We're the middle children of history, man. No purpose or place. We have no Great War, no Great Depression. Our Great War is a spiritual war. Our Great Depression is our lives...and we are very, very pissed off.
- Brad Pitt as Tyler Durden in Fight Club
A great line from a clever movie, and one that really hit home when I watched it in 1999 (one of these days I'll read the book). This line still resonates, but I wonder if it would make it into a movie post 9-11-01.

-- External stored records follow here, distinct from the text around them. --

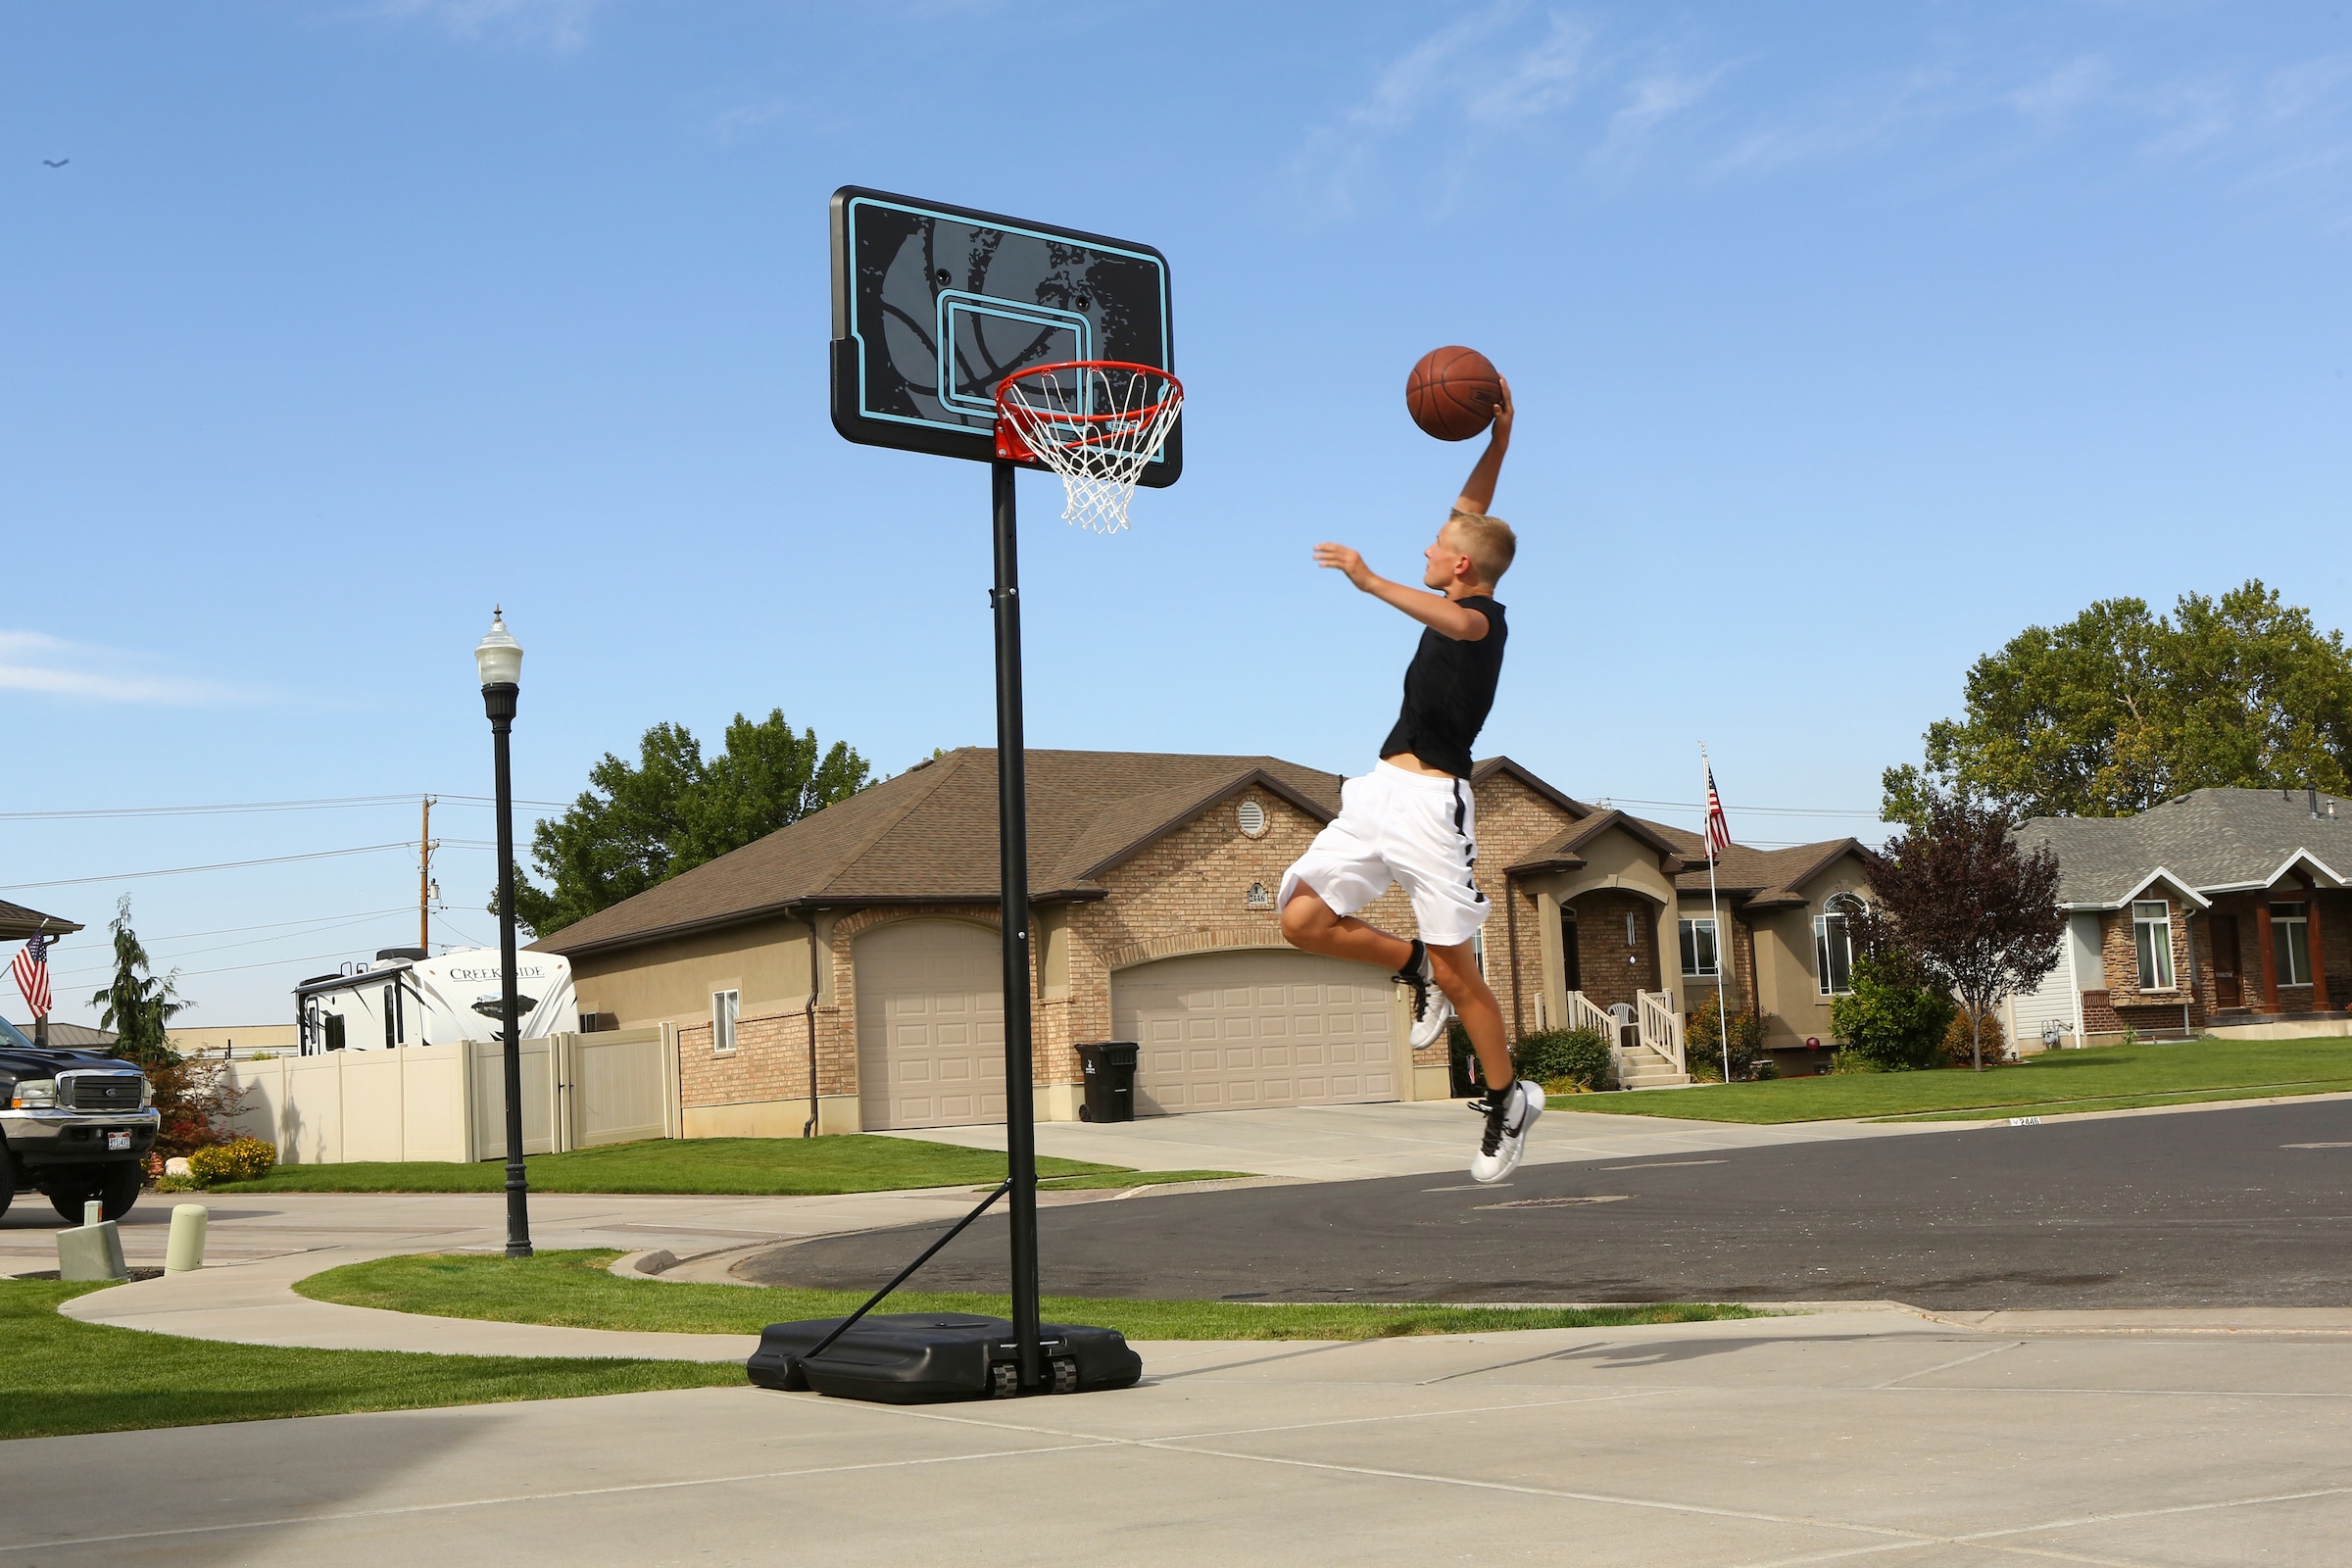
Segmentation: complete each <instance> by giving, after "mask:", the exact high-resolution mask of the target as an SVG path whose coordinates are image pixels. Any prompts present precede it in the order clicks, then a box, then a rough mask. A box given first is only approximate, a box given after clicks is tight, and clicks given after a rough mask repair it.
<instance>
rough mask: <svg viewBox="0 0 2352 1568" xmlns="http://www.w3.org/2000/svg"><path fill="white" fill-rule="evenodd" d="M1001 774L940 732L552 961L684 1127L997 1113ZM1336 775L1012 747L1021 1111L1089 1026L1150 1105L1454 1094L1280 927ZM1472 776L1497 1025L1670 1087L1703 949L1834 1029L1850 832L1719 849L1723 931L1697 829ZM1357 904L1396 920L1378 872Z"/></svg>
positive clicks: (1236, 760)
mask: <svg viewBox="0 0 2352 1568" xmlns="http://www.w3.org/2000/svg"><path fill="white" fill-rule="evenodd" d="M995 778H997V769H995V752H993V750H978V748H967V750H957V752H948V755H946V757H938V759H934V762H927V764H920V766H915V769H910V771H906V773H901V776H896V778H889V780H882V783H877V785H873V788H868V790H863V792H858V795H854V797H851V799H847V802H840V804H835V806H828V809H826V811H818V813H814V816H809V818H804V820H800V823H793V825H790V827H786V830H781V832H774V835H769V837H764V839H760V842H755V844H748V846H743V849H739V851H734V853H729V856H722V858H717V860H710V863H708V865H699V867H694V870H689V872H684V875H680V877H673V879H670V882H663V884H661V886H656V889H649V891H644V893H640V896H637V898H630V900H626V903H619V905H614V907H609V910H602V912H597V914H593V917H588V919H583V922H579V924H574V926H567V929H562V931H555V933H548V936H546V938H541V940H539V943H534V947H539V950H546V952H562V954H564V957H569V959H572V976H574V985H576V987H579V1004H581V1013H583V1018H588V1020H593V1025H595V1027H640V1025H659V1023H668V1025H675V1027H677V1039H680V1072H677V1081H680V1098H682V1112H684V1114H682V1124H684V1128H687V1135H797V1133H800V1131H802V1128H804V1126H809V1124H811V1119H814V1126H816V1131H828V1133H830V1131H861V1128H901V1126H948V1124H960V1121H995V1119H1002V1114H1004V1095H1002V1077H1004V1072H1002V980H1000V964H1002V954H1000V943H997V933H995V931H997V907H995V903H997V853H995V851H997V818H995V809H997V795H995V790H997V783H995ZM1341 783H1343V780H1341V778H1338V776H1336V773H1322V771H1317V769H1305V766H1298V764H1294V762H1282V759H1277V757H1200V755H1152V752H1044V750H1040V752H1030V764H1028V785H1030V889H1033V893H1030V896H1033V900H1035V912H1033V926H1030V931H1033V954H1035V964H1037V973H1035V976H1033V994H1035V1009H1037V1011H1035V1067H1037V1107H1040V1110H1037V1114H1040V1117H1049V1119H1073V1117H1075V1114H1077V1103H1080V1072H1077V1051H1075V1046H1077V1044H1080V1041H1094V1039H1134V1041H1138V1044H1141V1046H1143V1058H1141V1067H1138V1086H1136V1088H1138V1112H1141V1114H1157V1112H1192V1110H1232V1107H1256V1105H1329V1103H1350V1100H1411V1098H1444V1095H1449V1093H1451V1086H1449V1063H1446V1053H1444V1046H1442V1044H1439V1046H1435V1048H1428V1051H1423V1053H1418V1056H1414V1053H1411V1051H1409V1048H1406V1016H1404V1001H1402V997H1399V990H1397V987H1395V985H1392V983H1390V980H1388V976H1383V973H1376V971H1371V969H1367V966H1362V964H1345V961H1341V959H1324V957H1315V954H1305V952H1296V950H1291V947H1289V945H1287V943H1284V940H1282V936H1279V929H1277V910H1275V893H1277V889H1279V884H1282V872H1284V867H1287V865H1289V863H1291V860H1294V858H1298V853H1301V851H1303V849H1305V844H1308V842H1310V839H1312V837H1315V835H1317V832H1319V830H1322V825H1324V823H1327V820H1331V816H1334V813H1336V811H1338V790H1341ZM1472 790H1475V797H1477V825H1479V867H1482V870H1479V877H1482V884H1484V886H1486V891H1489V898H1496V903H1498V910H1496V917H1494V919H1489V924H1486V931H1484V936H1482V961H1484V966H1486V976H1489V980H1491V985H1494V987H1496V994H1498V999H1501V1004H1503V1016H1505V1020H1508V1025H1510V1030H1512V1034H1515V1037H1517V1034H1519V1032H1526V1030H1534V1027H1552V1025H1569V1023H1595V1020H1597V1023H1602V1025H1604V1027H1609V1030H1611V1032H1613V1034H1618V1037H1621V1046H1623V1060H1625V1067H1628V1077H1635V1079H1642V1081H1682V1074H1679V1067H1682V1020H1684V1011H1686V1009H1689V1006H1696V1004H1698V1001H1700V999H1703V997H1705V994H1712V990H1715V971H1717V966H1722V969H1724V980H1726V985H1729V987H1731V994H1733V997H1736V999H1745V1004H1750V1006H1762V1009H1764V1011H1766V1016H1769V1020H1771V1030H1773V1037H1771V1044H1773V1046H1780V1048H1792V1051H1799V1053H1802V1051H1804V1039H1806V1034H1813V1037H1823V1039H1825V1037H1828V997H1830V987H1842V978H1844V966H1846V964H1849V957H1851V954H1849V950H1846V947H1844V926H1842V919H1839V900H1842V898H1853V896H1860V893H1865V891H1867V889H1865V884H1863V875H1865V860H1863V856H1860V853H1858V849H1856V846H1853V842H1851V839H1842V842H1837V844H1816V846H1804V849H1795V851H1748V849H1738V846H1733V851H1731V856H1729V858H1726V860H1724V865H1722V877H1719V882H1722V891H1724V900H1722V907H1724V922H1726V924H1729V931H1726V940H1717V933H1715V929H1712V922H1710V919H1708V903H1705V863H1703V860H1698V867H1700V870H1698V872H1691V858H1693V856H1698V853H1700V851H1698V839H1696V835H1689V832H1679V830H1672V827H1665V825H1661V823H1646V820H1642V818H1632V816H1625V813H1621V811H1609V809H1599V806H1590V804H1583V802H1576V799H1571V797H1569V795H1564V792H1559V790H1555V788H1552V785H1548V783H1545V780H1541V778H1536V776H1534V773H1531V771H1526V769H1522V766H1519V764H1515V762H1510V759H1508V757H1494V759H1486V762H1482V764H1479V766H1477V771H1475V776H1472ZM1364 914H1367V919H1374V922H1378V924H1383V926H1388V929H1392V931H1406V933H1409V931H1411V929H1414V922H1411V910H1409V907H1406V903H1404V896H1402V891H1397V889H1390V893H1388V896H1385V898H1383V900H1378V903H1376V905H1374V907H1371V910H1367V912H1364ZM1738 1004H1740V1001H1736V1004H1733V1006H1738Z"/></svg>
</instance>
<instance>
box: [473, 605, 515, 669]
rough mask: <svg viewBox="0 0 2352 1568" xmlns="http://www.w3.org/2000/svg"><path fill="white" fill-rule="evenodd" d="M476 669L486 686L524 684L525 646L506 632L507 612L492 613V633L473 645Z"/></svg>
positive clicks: (491, 617)
mask: <svg viewBox="0 0 2352 1568" xmlns="http://www.w3.org/2000/svg"><path fill="white" fill-rule="evenodd" d="M473 663H475V670H480V672H482V684H485V686H515V684H520V682H522V644H520V642H515V635H513V632H508V630H506V609H492V611H489V630H487V632H482V642H477V644H473Z"/></svg>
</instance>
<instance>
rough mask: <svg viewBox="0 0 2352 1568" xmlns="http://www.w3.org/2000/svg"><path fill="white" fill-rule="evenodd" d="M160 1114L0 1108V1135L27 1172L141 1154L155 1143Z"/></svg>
mask: <svg viewBox="0 0 2352 1568" xmlns="http://www.w3.org/2000/svg"><path fill="white" fill-rule="evenodd" d="M160 1128H162V1114H160V1112H155V1110H132V1112H103V1114H92V1112H78V1110H0V1138H7V1152H9V1154H14V1157H16V1161H19V1164H24V1166H26V1168H31V1171H40V1168H47V1166H103V1164H113V1161H118V1159H146V1152H148V1150H153V1147H155V1133H158V1131H160Z"/></svg>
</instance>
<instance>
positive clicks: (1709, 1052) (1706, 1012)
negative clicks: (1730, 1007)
mask: <svg viewBox="0 0 2352 1568" xmlns="http://www.w3.org/2000/svg"><path fill="white" fill-rule="evenodd" d="M1722 1041H1724V1032H1722V1020H1719V1018H1717V999H1715V997H1708V999H1705V1004H1700V1009H1698V1011H1696V1013H1691V1023H1689V1025H1684V1030H1682V1056H1684V1067H1686V1070H1689V1074H1691V1077H1693V1079H1700V1081H1705V1084H1719V1081H1722V1077H1724V1044H1722ZM1759 1063H1762V1065H1766V1067H1769V1065H1771V1058H1766V1056H1764V1020H1762V1018H1757V1016H1755V1013H1750V1011H1748V1009H1740V1011H1736V1013H1731V1081H1733V1084H1738V1081H1740V1079H1752V1077H1759V1074H1757V1065H1759Z"/></svg>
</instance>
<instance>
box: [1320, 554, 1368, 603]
mask: <svg viewBox="0 0 2352 1568" xmlns="http://www.w3.org/2000/svg"><path fill="white" fill-rule="evenodd" d="M1315 564H1317V567H1331V571H1341V574H1345V576H1348V581H1350V583H1355V585H1357V588H1362V590H1367V592H1369V590H1371V583H1374V574H1371V567H1367V564H1364V557H1362V555H1357V552H1355V550H1350V548H1348V545H1315Z"/></svg>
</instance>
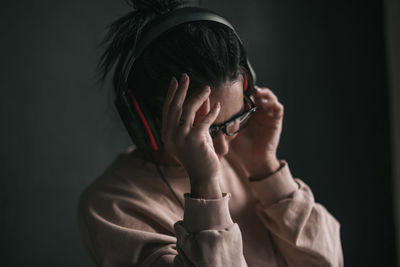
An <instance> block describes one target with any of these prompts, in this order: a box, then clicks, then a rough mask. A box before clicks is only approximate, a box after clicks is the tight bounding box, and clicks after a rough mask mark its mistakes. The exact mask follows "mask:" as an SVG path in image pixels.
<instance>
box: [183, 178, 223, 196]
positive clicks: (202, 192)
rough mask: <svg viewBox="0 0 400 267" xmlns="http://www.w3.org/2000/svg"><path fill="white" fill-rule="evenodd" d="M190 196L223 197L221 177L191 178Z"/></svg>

Those of us in our 30s grew up in relative affluence and peace. Other than an occasional economic hiccup or a bomb being lobbed at Libya, those of my generation grew up not having to worry about the world at large. It was the "end of history" and we went out into the world to make a buck and figure out the meaning of life. In the movie, the angst-ridden protagonist was unable to find any meaning other than being a consumer, and he couldn't accept it:
You're not your job. You're not how much money you have in the bank. You're not the car you drive. You're not the contents of your wallet. You're not your fucking khakis. You're the all-singing, all-dancing crap of the world.In today's world, five years later, I think our protagonist could find meaning, either as standard barer in the War on Terror, or perhaps as a member of the opposition. Either way you lean politically, 9-11 and the subsequent activity that followed it woke the country up from the inward-looking, angst-ridden search for meaning into a full-scale war against terrorism as well as ourselves.
This is why the political dialog has gotten so nasty. This is why students are getting more involved politically. This is why the number of blogs is exploding. It's our new meaning. It's our Great War.